Cloud Providers
While On Device AI is designed for 100% offline operation, you can optionally connect to cloud AI providers when you need access to larger models or additional capabilities. Cloud is always opt-in and off by default.
Supported Providers
On Device AI supports the following cloud and local server providers:
- OpenAI: GPT-4o, GPT-4 Turbo, GPT-3.5 Turbo, and more
- Anthropic: Claude 3 Opus, Sonnet, Haiku, and Claude 4 models
- Google Gemini: Gemini Pro, Gemini Flash, and other models
- Mistral: Access Mistral models via OpenAI-compatible chat and models endpoints
- Groq: Ultra-fast inference for Llama, Mixtral, and Gemma models
- xAI: Access to the powerful Grok family of models
- OpenRouter: Access to hundreds of models through a single API
- Nvidia: Access Nvidia's NIM microservices and high-performance models
- AWS Bedrock: Access Amazon Bedrock foundation models via SigV4-authenticated requests
- Z.ai (Zhipu GLM): Access GLM-4, GLM-5 and other Zhipu AI models
- Opencode Zen: Access multiple frontier models (GPT, Claude, Gemini) through a unified API
- Qwen Portal: Access Alibaba's Qwen models via API key or OAuth
- Kimi (Moonshot AI): Access Moonshot's Kimi long-context models
- LM Studio: Connect to locally-hosted models running on your Mac or PC
- Ollama: Connect to locally-hosted Ollama server
Setting Up a Provider
- Open Settings → Cloud Providers
Navigate to the Cloud Providers section in app settings.
- Select a provider
Choose the provider you want to connect to.
- Enter your credentials
For most providers, paste your API key from the provider's dashboard. For AWS Bedrock, enter your Access Key ID and Secret Access Key. For Qwen Portal, you can also use an OAuth refresh token. All credentials are stored securely in your device's Keychain — never in plain text.
- Select a model
Browse available models from the provider and select the one you want to use. For providers without automatic model listing (Bedrock, Kimi), you can enter a model ID manually.

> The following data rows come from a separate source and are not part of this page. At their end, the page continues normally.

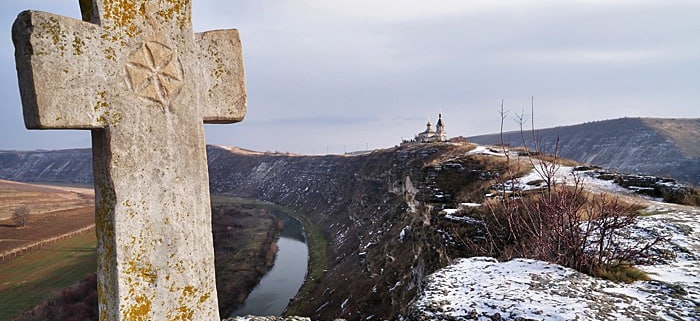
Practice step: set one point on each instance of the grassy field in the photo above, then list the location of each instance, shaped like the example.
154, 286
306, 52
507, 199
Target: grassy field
33, 277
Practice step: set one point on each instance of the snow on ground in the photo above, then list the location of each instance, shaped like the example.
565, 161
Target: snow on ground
486, 150
484, 289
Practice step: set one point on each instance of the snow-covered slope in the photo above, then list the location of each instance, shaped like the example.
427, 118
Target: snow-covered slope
482, 288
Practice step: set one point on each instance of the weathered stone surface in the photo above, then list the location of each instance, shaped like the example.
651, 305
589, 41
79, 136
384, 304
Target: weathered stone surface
140, 79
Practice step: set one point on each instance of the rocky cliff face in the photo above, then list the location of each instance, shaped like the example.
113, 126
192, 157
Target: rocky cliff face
662, 147
72, 166
375, 210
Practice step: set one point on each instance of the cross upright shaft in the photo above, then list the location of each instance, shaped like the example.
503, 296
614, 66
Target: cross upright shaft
137, 76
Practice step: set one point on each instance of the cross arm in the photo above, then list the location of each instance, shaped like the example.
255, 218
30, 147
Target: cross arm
221, 59
60, 82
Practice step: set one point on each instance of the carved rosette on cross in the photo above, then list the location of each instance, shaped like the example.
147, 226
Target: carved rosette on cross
135, 74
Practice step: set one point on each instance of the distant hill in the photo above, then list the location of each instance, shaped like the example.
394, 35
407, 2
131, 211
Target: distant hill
662, 147
73, 166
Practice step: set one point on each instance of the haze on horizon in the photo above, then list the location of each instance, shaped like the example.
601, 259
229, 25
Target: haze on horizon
335, 76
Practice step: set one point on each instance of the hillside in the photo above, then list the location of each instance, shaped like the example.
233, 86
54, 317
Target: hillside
392, 219
72, 166
661, 147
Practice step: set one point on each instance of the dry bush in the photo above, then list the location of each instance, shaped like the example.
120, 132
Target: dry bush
20, 216
561, 224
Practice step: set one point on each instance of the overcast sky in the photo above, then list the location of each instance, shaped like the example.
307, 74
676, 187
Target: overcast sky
342, 75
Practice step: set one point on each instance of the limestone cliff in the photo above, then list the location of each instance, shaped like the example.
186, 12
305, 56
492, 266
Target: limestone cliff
662, 147
375, 210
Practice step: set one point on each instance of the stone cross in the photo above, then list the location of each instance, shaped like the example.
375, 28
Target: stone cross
135, 74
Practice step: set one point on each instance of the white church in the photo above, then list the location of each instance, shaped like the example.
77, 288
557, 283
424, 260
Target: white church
430, 135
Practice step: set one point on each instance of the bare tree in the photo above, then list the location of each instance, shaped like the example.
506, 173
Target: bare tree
20, 215
560, 223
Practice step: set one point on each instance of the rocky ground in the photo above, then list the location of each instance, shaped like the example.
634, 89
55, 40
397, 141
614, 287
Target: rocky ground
481, 288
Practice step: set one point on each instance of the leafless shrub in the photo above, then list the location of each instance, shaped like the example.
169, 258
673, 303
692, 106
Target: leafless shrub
560, 223
20, 216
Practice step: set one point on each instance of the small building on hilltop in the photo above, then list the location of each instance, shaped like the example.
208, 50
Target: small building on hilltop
430, 135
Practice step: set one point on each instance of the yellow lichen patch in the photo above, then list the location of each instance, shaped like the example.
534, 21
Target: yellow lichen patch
110, 53
121, 18
188, 290
177, 10
184, 313
144, 272
78, 45
51, 29
140, 310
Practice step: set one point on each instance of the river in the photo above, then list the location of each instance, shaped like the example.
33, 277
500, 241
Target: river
271, 296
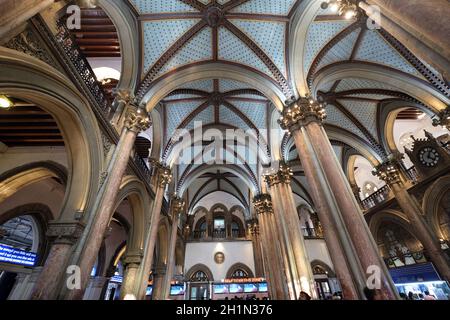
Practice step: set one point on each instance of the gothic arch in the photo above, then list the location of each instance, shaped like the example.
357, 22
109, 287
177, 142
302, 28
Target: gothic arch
17, 178
159, 90
324, 266
431, 202
128, 31
199, 267
30, 79
239, 266
41, 215
408, 84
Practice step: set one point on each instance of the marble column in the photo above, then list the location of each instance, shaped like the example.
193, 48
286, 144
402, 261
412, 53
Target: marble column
95, 288
159, 275
421, 26
275, 268
98, 220
62, 237
121, 101
286, 213
163, 178
131, 280
177, 206
351, 245
257, 251
390, 172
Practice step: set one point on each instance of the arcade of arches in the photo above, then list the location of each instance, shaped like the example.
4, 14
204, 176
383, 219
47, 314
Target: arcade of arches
213, 149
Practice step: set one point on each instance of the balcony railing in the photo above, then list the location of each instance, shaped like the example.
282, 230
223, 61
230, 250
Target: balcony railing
412, 174
401, 260
376, 198
311, 233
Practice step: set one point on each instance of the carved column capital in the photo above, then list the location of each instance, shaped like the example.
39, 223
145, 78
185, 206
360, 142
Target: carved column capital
263, 204
443, 119
283, 175
123, 95
64, 233
133, 259
389, 172
178, 205
137, 119
301, 112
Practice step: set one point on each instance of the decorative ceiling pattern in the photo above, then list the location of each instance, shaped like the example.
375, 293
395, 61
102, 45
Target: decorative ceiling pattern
249, 33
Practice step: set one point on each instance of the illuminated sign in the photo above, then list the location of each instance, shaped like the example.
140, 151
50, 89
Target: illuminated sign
17, 256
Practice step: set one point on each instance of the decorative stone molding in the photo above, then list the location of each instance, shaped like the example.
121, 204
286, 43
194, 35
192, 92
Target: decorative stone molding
164, 174
178, 206
137, 120
64, 233
283, 175
263, 204
389, 172
133, 259
443, 119
301, 112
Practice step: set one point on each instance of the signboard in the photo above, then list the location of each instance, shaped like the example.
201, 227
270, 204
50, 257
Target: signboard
414, 273
17, 256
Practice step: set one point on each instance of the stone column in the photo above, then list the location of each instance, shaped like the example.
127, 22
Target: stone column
390, 173
121, 101
62, 237
163, 178
421, 26
286, 213
350, 243
177, 207
95, 288
159, 275
99, 218
131, 280
257, 251
275, 267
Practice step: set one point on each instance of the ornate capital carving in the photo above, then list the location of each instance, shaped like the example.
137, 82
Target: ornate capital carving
137, 120
163, 173
301, 112
64, 233
389, 172
443, 119
263, 204
177, 206
133, 259
283, 175
123, 95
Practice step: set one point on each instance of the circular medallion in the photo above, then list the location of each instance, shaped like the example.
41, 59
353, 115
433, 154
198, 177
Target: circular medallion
219, 257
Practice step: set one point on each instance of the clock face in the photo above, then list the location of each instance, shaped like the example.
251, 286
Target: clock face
429, 157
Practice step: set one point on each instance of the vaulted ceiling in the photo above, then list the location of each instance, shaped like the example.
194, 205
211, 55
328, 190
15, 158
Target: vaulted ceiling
254, 35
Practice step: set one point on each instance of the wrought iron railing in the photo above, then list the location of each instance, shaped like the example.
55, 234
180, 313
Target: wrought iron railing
376, 198
311, 233
66, 44
412, 174
404, 259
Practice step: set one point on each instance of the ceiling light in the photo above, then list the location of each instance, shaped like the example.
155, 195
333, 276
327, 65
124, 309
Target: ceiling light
5, 103
350, 13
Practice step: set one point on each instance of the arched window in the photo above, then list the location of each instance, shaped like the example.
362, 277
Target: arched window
239, 274
20, 233
199, 276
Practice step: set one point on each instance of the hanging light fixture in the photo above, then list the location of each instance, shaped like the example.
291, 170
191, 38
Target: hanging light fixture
5, 102
346, 8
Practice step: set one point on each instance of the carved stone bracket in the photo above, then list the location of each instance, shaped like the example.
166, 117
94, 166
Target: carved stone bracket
65, 233
301, 112
283, 175
137, 119
263, 204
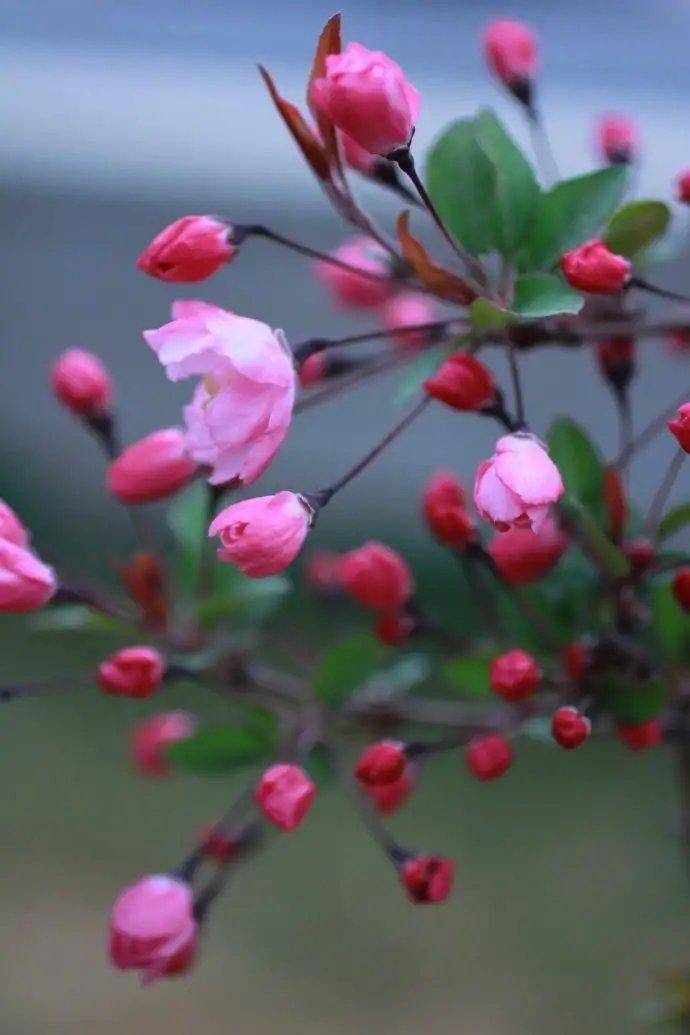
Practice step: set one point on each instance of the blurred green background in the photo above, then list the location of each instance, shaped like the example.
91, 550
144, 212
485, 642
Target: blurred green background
572, 891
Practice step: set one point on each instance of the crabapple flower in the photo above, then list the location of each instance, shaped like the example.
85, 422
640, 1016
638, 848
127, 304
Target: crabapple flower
522, 556
517, 484
285, 794
514, 675
154, 468
150, 738
367, 96
11, 528
488, 757
152, 927
132, 672
680, 426
510, 49
461, 382
81, 382
427, 878
262, 536
569, 728
594, 268
241, 410
350, 291
376, 577
617, 139
382, 763
188, 249
445, 509
406, 311
26, 584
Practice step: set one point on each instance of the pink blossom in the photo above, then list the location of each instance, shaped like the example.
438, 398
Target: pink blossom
351, 291
367, 96
26, 583
241, 409
263, 535
152, 927
517, 484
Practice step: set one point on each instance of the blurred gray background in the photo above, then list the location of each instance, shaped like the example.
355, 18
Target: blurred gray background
116, 118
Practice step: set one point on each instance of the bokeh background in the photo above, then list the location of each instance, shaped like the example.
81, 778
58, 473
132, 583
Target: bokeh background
117, 117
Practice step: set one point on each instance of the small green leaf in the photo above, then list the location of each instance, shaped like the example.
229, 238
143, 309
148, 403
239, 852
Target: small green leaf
347, 667
673, 521
540, 295
471, 674
220, 749
579, 463
570, 212
636, 225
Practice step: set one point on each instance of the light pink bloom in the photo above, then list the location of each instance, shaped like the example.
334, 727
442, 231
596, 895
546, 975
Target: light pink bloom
154, 468
241, 409
152, 927
26, 583
264, 535
366, 95
517, 484
11, 528
409, 308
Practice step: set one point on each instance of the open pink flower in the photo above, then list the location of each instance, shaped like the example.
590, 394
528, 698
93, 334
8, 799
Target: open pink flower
367, 96
152, 927
264, 535
517, 484
241, 410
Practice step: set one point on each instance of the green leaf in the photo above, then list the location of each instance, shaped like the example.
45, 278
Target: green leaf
544, 295
221, 749
631, 702
347, 667
471, 675
579, 463
570, 212
515, 188
188, 520
673, 521
636, 225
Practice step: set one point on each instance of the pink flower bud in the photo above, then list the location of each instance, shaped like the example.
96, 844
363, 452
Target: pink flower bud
376, 577
514, 675
522, 556
640, 736
428, 878
680, 426
351, 291
517, 484
445, 509
683, 186
152, 927
569, 729
150, 738
188, 249
151, 469
382, 763
26, 583
617, 139
594, 268
11, 528
488, 757
264, 535
461, 382
510, 49
82, 383
408, 309
132, 672
285, 794
366, 95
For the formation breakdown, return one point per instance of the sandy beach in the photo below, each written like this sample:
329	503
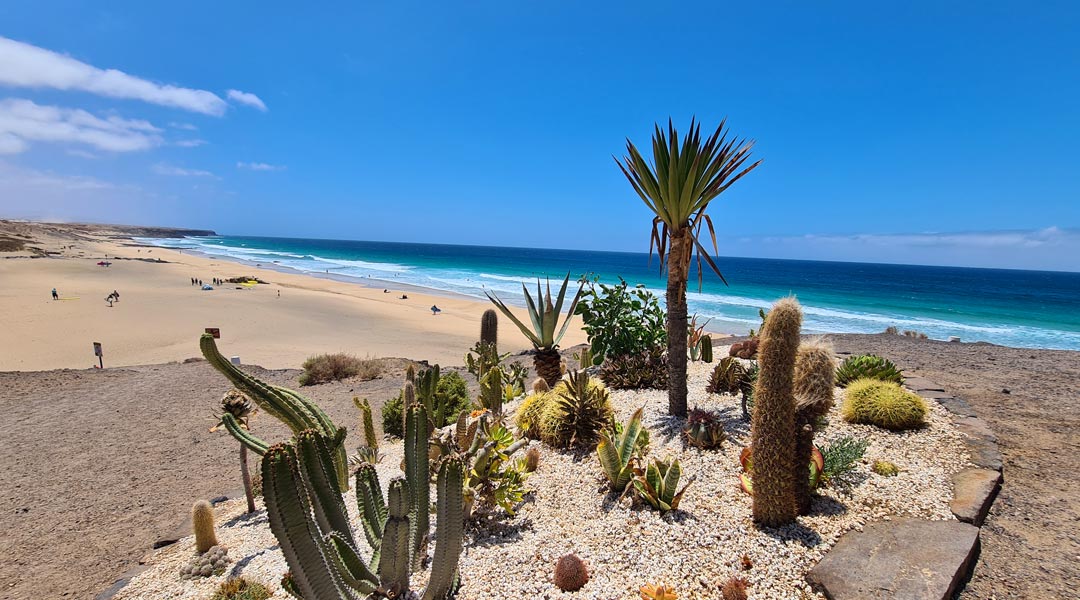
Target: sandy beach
160	314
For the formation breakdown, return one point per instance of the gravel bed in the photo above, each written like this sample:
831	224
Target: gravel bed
626	544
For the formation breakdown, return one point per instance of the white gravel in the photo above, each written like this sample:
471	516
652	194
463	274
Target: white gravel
628	545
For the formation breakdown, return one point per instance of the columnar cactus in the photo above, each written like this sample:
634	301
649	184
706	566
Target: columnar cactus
202	523
309	518
297	412
772	430
489	328
814	384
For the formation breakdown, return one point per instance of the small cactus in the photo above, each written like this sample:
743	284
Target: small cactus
211	562
571	573
202	522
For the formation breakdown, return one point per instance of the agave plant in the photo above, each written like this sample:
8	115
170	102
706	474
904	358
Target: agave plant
619	451
657	485
543	315
678	186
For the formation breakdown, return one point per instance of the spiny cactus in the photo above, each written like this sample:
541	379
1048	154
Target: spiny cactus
202	523
571	573
619	454
309	519
297	412
704	428
882	404
775	462
489	327
366	422
813	387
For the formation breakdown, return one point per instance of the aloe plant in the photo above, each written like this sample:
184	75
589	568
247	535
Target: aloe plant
657	485
544	332
619	453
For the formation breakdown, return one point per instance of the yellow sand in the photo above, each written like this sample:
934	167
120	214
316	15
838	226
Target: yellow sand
160	314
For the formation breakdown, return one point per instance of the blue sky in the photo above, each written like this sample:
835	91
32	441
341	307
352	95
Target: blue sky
909	133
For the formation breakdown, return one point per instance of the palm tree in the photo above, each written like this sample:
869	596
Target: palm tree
677	186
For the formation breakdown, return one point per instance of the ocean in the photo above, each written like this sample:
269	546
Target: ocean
1025	309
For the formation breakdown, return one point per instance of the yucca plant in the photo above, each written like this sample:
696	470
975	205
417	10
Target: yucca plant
678	186
619	451
543	315
657	485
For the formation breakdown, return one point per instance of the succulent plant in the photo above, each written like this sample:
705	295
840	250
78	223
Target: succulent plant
646	370
734	588
577	412
202	525
619	452
885	468
210	562
658	592
882	404
544	322
704	428
571	573
657	483
867	366
294	410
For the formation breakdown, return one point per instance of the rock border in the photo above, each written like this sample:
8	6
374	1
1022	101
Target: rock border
917	558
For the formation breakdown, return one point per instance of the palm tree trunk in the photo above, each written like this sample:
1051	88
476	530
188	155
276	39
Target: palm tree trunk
678	267
247	478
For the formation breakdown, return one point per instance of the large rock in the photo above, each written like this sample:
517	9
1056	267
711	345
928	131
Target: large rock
913	559
973	492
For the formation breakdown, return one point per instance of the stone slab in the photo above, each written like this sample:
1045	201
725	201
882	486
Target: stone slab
914	559
973	493
981	441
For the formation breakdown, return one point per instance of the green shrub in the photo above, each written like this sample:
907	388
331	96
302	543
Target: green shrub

When using cloud providers, your conversation data is transmitted to the provider's servers. The app does not control how providers handle your data. Review each provider's privacy policy before use.
AWS Bedrock
AWS Bedrock requires AWS credentials rather than a simple API key:
- Set your AWS Region
Enter the AWS region where Bedrock is enabled (e.g.
us-east-1,us-west-2). This is saved in your app configuration, not in the Keychain. - Enter AWS Credentials
Tap Enter Credentials and provide your AWS Access Key ID and Secret Access Key. An optional session token is supported for temporary credentials (AWS STS).
- Enter a Bedrock Model ID
Use the manual model entry field to type the Bedrock model ID, e.g.
anthropic.claude-3-sonnet-20240229-v1:0oramazon.titan-text-premier-v1:0.
Requests to Bedrock are authenticated using AWS Signature Version 4 (SigV4) — signed directly on your device. No credentials are ever transmitted to any proxy server.
Qwen Portal
Qwen Portal supports two authentication modes:
- API Key: Use a standard API key with
Authorization: Bearerheader. - OAuth Refresh Token: Provide an OAuth refresh token. The app automatically exchanges it for a short-lived access token before each request, without requiring you to manually refresh.
Select your preferred authentication mode in Settings → Cloud Providers → Qwen Portal before entering your credentials.
Switching Between Local & Cloud
You can switch between local and cloud models at any time, even within the same conversation:
- Open the model picker
- Cloud models appear alongside local models, clearly labeled with the provider name
- Select any model to switch — the conversation context is maintained
When you switch from a local model to a cloud model mid-conversation, your conversation history is sent to the cloud provider. Consider starting a new conversation if you have sensitive content.
Privacy Considerations
On Device AI is designed with privacy first:
- Cloud is always opt-in: No data is ever sent to any server unless you explicitly configure and select a cloud provider
- API keys stored in Keychain: Your credentials are stored using Apple's secure Keychain, not in UserDefaults or plain text
- Direct connection: Data goes directly from your device to the provider — we don't proxy or store anything
- Clear indicators: The UI clearly shows when you're using a cloud model vs. a local one
Local Servers (Ollama & LM Studio)
Ollama and LM Studio are special cases — they run AI models on your own hardware (Mac, PC, or server) rather than in the cloud. This gives you the power of larger models while maintaining privacy:
- Ollama: Set the server URL (default:
http://localhost:11434) in Settings - LM Studio: Set the server URL (default:
http://localhost:1234) in Settings
Your data stays on your local network when using these providers. This is a great option for running larger models on a powerful Mac while chatting from your iPhone.
On Device AI can also serve as a remote inference server itself (macOS). Connect your iPhone to your Mac running On Device AI for the best of both worlds.